Экономическая и социальная структура провинции Кочабамба оставалась почти без изменений вплоть до тридцатых годов нашего века.
Из Европы сюда приезжали новые переселенцы, но земли для них уже не осталось. Вся она была в руках старожилов. Поэтому приезжавшие брались за ремесло и торговлю.
Значительные перемены принесла с собой начавшаяся вторая мировая война. В Боливию хлынул поток европейских беженцев и эмигрантов. Из их бывшего отечества, либо попавшего под угрозу порабощения нацистами, либо уже оккупированного ими, их гнали нюрнбергские расистские законы.
Наиболее известные и преуспевающие страны Латинской Америки не смогли поглотить эту огромную людскую волну. Боливия была для нее последним берегом. Люди обжились здесь весьма быстро, и ныне в их руках находится большая часть торговли.
Послевоенная Кочабамба своим внешним видом уже уподобилась большинству провинциальных городов Латинской Америки. Богато застроенный центр — цитадель узкого, замкнутого круга владельцев латифундий и торговцев. Это ядро города не выходит за пределы первых улиц, окружающих площадь. За этим патрицианским центром остаются лишь невзрачные, одноэтажные окраины бедноты.
И все же здесь есть одна особенность. В провинции Кочабамба еще, пожалуй, никто не умер от голода. Земля тут повсюду такая щедрая, что любому человеку всегда найдется хотя бы горсть кукурузы, немножко картофеля, а иногда и кусок мяса. Вечное лето, спокойная безмятежная жизнь и удаленность от остального мира, во много раз умноженная грядами гор с одной стороны и стеной девственных лесов — с другой, — все это способствовало тому, что многие обитатели кочабамбских окраин оказались усыпленными, пребывающими в состоянии сладостного забытья и безропотно принимающими свою бедность и невежество. А те, кто до сих пор решал судьбы страны, не были по-настоящему заинтересованы в том, чтобы пробудить от летаргии широкие слои населения. Они сознательно поощряли производство чичи и других алкогольных напитков, которые превращали индейцев без различия пола и возраста в одну сплошную податливую и безвольную людскую массу. По временам, нарушая спокойствие общественной жизни, сюда докатывалось из столицы эхо избирательных кампаний, путчей и дворцовых революций. Но в истории Боливии их было чересчур много, и каждая из них приносила простым людям лишь пустые обещания. Люди потеряли к ним всякий интерес и веру в них; шли десятилетия, а им даже и в голову не приходило, что все могло бы быть по-другому.

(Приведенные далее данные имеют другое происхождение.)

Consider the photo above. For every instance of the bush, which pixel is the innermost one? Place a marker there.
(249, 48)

«Даже алькальду Кильякольо не живется так, как нашим дойным коровам»
Человек, посетивший долину реки Рочи после первой мировой войны, получил бы, видимо, ненамного больше впечатлений, чем его предшественник — житель XVIII века.
Его не покидало бы ощущение, что в провинции Кочабамба время остановилось два-три столетия назад. Центр тяжести экономики всего этого края — земледелие. А собственность на землю была источником богатства и политического могущества, мерой общественного веса и символом знатности.
Владельцы плодородных латифундий время от времени навещали свои богатые летние виллы в поместьях, но не задерживались там подолгу и возвращались в столицу либо уезжали за океан — в Париж, в Барселону, в Лондон. А крестьяне трудились на полях сахарного тростника и кукурузы, ткали свои шерстяные пончо, пили чичу и кукурузную водку, жевали коку и поочередно взывали то к таинственному богу господ, то к своей старой и доброй Пачамаме — Матери Земли.
Не было ни школ, ни машин, ни фабрик. Еще на рубеже нашего века единственным средством сообщения между провинцией и внешним миром были дилижансы, которые изредка отправлялись с немощеной площади Кочабамбы. Но в тридцатых годах и сюда долетели новые веяния. Появились первые автомобили, первые асфальтированные улицы в городе, электрический свет, радио, первые промышленные предприятия. Для большей части населения все эти достижения отнюдь не означали подлинного прогресса. Но это были явные признаки технического и экономического развития, хотя наибольшую выгоду от них получала лишь горстка богачей.